Does anyone have any experience with Gwen Shamblin's Weigh Down Diet? This is a christian approach to weight loss.


----------



## mammabooh (Sep 1, 2004)

Do a google search...she's gone wacky!


----------



## redbudlane (Jul 5, 2006)

OK, I googled her. How dissapointing.  I had just started reading her book, Weigh Down Diet, and was feeling inspired.


----------



## mammabooh (Sep 1, 2004)

Well, if it is an older one, it might be fine. My friend did the program maybe 8 years ago at a church in her area and lost a good deal of weight (and kept it off). But, a few of us were going to do it a while back and I did some research on-line and found that she's gone a bit nutty. I do believe she has some good principles that can be applied, though.


----------



## redbudlane (Jul 5, 2006)

I bought this book at a used retail shop. The copyright is 1997 so maybe her newer stuff is more wacky?

I do like the idea of not dieting so much as getting the overeating under control and changing your lifestyle. I also believe I need to lean on God more and myself less. I'm not sure about eating whatever you want, I still think we need to make healthy choices. I guess it's just like everything else, you need to pick and choose what you are going to take from the program and try to leave the "crap" behind.
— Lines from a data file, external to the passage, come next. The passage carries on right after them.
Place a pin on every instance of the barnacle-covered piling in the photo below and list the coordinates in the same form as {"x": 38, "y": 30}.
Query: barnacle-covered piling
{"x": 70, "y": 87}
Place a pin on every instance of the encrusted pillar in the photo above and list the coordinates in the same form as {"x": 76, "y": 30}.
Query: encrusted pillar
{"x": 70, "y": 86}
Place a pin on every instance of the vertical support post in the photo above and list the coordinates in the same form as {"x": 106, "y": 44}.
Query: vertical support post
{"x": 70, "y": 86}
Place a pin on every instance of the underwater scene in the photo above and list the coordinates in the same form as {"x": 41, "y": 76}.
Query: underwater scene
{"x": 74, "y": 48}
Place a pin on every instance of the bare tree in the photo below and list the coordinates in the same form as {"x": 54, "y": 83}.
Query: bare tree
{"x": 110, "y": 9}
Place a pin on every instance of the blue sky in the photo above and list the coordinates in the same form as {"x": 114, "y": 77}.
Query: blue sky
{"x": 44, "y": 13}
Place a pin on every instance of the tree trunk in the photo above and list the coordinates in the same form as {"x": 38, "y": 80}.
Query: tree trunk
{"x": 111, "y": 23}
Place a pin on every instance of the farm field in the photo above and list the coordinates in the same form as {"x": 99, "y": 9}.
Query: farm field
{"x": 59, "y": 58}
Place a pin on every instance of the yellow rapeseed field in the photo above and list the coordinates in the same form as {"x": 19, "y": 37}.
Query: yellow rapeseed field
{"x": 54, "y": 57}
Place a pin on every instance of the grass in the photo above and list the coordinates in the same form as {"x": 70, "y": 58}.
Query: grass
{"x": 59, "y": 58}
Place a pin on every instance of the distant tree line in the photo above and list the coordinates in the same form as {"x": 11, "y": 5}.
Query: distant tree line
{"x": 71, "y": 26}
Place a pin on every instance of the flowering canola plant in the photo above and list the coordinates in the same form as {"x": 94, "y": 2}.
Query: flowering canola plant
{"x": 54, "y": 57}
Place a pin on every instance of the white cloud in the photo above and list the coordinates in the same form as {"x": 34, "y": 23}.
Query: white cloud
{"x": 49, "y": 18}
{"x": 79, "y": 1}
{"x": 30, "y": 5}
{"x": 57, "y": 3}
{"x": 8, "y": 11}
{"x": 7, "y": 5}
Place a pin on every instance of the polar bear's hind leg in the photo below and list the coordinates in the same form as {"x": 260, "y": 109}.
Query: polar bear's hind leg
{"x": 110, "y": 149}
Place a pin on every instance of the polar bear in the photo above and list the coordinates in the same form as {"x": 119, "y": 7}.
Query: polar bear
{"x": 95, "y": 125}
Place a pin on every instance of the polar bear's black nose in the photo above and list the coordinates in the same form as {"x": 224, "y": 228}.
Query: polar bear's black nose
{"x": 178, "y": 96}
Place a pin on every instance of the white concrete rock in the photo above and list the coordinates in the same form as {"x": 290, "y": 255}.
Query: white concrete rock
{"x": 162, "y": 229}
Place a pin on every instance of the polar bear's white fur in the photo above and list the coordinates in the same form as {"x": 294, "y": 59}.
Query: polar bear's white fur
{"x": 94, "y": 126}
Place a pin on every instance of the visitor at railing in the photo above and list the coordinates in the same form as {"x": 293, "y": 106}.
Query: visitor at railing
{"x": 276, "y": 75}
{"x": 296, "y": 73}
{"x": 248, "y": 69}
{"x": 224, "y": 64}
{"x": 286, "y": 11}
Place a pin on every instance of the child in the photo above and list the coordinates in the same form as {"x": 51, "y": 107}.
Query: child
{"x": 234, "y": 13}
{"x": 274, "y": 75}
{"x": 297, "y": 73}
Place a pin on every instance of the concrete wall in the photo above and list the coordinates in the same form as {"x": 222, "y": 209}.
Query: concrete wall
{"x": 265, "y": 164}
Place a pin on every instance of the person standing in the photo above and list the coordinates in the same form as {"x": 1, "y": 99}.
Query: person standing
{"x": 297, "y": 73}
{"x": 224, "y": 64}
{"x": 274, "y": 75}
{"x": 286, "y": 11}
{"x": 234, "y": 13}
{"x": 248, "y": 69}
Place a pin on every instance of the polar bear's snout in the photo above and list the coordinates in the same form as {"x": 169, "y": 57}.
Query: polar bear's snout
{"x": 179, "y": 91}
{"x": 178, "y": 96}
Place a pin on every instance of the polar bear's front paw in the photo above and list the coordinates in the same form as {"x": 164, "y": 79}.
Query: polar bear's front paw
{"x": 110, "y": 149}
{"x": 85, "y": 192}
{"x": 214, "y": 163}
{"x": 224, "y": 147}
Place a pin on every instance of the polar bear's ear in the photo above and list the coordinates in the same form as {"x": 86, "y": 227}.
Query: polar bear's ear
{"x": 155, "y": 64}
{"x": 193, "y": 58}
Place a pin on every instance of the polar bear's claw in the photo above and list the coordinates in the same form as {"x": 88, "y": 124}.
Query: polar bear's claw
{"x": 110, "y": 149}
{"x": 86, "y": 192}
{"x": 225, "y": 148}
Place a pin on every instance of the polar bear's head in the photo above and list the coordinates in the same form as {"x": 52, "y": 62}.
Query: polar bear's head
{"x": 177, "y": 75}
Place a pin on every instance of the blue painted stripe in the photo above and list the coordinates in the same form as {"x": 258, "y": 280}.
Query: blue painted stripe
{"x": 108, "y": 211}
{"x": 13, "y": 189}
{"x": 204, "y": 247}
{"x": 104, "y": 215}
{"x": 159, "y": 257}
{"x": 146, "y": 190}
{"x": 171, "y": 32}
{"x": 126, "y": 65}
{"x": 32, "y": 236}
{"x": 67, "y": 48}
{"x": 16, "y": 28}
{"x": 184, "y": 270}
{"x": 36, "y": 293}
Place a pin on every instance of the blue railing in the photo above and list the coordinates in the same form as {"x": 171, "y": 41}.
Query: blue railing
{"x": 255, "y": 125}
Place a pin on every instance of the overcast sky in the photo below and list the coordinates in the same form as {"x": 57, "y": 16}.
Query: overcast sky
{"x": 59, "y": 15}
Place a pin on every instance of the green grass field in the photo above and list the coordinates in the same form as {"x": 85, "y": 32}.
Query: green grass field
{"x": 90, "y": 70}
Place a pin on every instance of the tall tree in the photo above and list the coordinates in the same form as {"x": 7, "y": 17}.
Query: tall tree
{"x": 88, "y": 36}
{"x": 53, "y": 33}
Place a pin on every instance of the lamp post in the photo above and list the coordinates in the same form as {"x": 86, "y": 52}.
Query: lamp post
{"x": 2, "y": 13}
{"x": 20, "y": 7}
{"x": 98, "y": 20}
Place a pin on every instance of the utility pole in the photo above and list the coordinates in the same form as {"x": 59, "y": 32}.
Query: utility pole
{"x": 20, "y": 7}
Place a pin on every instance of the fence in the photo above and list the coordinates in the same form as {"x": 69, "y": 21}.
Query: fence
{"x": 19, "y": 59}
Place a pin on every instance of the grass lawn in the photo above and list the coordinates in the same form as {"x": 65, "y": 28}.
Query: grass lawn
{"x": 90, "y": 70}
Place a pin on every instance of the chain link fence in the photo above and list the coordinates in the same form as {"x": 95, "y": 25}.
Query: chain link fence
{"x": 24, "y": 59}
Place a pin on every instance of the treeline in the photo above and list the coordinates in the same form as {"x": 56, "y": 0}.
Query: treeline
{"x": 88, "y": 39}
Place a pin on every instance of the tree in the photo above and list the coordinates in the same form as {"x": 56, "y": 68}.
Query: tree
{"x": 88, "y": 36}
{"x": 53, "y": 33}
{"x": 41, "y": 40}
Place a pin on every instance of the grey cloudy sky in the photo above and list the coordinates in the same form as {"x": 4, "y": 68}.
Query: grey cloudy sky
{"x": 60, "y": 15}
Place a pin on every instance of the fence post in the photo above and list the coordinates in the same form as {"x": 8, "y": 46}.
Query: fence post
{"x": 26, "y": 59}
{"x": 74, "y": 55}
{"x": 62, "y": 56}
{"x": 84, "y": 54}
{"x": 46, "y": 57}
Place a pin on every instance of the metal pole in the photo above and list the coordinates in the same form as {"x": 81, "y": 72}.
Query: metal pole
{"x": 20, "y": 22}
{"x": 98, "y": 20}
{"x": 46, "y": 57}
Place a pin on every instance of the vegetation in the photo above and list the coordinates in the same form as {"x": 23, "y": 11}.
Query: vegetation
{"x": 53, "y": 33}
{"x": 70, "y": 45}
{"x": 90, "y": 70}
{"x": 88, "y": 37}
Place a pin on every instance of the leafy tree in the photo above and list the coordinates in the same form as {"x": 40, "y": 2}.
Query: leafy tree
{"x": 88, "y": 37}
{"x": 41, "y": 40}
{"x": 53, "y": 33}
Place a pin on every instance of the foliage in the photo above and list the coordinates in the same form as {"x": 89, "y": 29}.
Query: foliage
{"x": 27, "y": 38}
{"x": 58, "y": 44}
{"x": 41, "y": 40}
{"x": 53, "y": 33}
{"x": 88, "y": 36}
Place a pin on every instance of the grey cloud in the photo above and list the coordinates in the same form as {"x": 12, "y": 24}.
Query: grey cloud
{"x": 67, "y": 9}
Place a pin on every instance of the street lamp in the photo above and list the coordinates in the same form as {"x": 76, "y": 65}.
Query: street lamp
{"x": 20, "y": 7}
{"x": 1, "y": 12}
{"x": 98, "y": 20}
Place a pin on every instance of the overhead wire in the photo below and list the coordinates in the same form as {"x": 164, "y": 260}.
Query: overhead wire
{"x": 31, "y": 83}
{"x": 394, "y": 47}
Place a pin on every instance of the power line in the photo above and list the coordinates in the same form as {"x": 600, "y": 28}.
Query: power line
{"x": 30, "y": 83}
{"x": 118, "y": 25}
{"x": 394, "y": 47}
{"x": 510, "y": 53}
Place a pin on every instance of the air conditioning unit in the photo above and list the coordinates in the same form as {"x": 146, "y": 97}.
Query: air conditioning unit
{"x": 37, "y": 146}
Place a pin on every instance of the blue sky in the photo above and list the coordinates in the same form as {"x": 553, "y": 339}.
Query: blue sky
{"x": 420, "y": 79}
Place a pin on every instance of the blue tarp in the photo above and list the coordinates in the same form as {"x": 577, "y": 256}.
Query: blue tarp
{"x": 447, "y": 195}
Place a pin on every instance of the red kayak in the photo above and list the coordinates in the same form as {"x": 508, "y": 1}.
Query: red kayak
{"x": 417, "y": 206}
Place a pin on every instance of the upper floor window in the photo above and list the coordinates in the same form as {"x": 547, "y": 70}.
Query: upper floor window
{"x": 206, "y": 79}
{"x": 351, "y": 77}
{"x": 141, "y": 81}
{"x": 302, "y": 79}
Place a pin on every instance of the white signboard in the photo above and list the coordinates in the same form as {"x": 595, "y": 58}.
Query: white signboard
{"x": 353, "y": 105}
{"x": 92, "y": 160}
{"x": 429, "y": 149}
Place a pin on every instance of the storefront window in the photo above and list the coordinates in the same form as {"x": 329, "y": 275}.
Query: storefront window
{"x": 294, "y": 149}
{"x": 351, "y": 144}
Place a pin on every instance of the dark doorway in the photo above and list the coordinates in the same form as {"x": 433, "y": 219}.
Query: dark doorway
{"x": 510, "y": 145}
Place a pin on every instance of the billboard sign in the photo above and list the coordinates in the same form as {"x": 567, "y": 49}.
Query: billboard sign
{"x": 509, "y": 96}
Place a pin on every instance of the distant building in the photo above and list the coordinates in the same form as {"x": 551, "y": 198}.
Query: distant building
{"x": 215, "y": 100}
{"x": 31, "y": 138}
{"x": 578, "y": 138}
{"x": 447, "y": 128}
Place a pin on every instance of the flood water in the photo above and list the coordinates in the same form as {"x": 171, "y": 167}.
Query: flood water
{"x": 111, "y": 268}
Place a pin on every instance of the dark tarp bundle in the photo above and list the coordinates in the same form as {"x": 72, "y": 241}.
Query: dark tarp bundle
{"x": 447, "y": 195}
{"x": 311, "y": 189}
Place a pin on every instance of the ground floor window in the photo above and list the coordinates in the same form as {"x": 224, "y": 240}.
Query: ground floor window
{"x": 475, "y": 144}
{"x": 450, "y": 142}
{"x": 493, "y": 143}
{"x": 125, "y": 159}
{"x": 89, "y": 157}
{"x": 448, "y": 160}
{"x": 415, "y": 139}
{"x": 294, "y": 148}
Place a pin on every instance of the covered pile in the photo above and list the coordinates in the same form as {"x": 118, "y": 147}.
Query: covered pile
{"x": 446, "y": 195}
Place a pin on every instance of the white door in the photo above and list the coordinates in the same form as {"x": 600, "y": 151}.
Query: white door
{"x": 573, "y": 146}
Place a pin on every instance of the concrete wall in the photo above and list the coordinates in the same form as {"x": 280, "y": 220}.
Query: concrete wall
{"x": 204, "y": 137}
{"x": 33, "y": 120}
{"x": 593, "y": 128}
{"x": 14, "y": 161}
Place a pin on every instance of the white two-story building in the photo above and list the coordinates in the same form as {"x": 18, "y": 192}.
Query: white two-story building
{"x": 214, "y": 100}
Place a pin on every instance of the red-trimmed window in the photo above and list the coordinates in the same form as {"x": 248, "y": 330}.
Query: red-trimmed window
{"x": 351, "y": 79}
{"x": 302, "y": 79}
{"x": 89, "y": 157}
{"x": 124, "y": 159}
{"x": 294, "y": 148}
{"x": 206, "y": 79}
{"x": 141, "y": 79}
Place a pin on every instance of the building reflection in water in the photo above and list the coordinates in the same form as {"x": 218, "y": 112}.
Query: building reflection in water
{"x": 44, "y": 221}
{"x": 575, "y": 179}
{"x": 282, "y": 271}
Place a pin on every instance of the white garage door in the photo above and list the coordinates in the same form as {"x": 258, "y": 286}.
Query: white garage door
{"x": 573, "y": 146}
Thanks for sharing Mammabooh.


----------



## Tana Mc (May 10, 2002)

I am going to a session starting tonight. My friend who organised this was really quick to say that we don't agree with everything she has to say but.... we can glean alot from it. When I saw this post, I thought, "How interesting that this all comes up at the same time...."
Tana Mc


----------



## redbudlane (Jul 5, 2006)

Tana,

I am enjoying reading her book although she does get a bit carried away at times with a few things. I have tried several diets, including Weight Watchers and Low-Carb. Lost weight on both of those but never kept it off because I couldn't live with the programs. I'm hoping to really change my lifestyle this time. Good luck with your session tonight and please let us know how it goes.


----------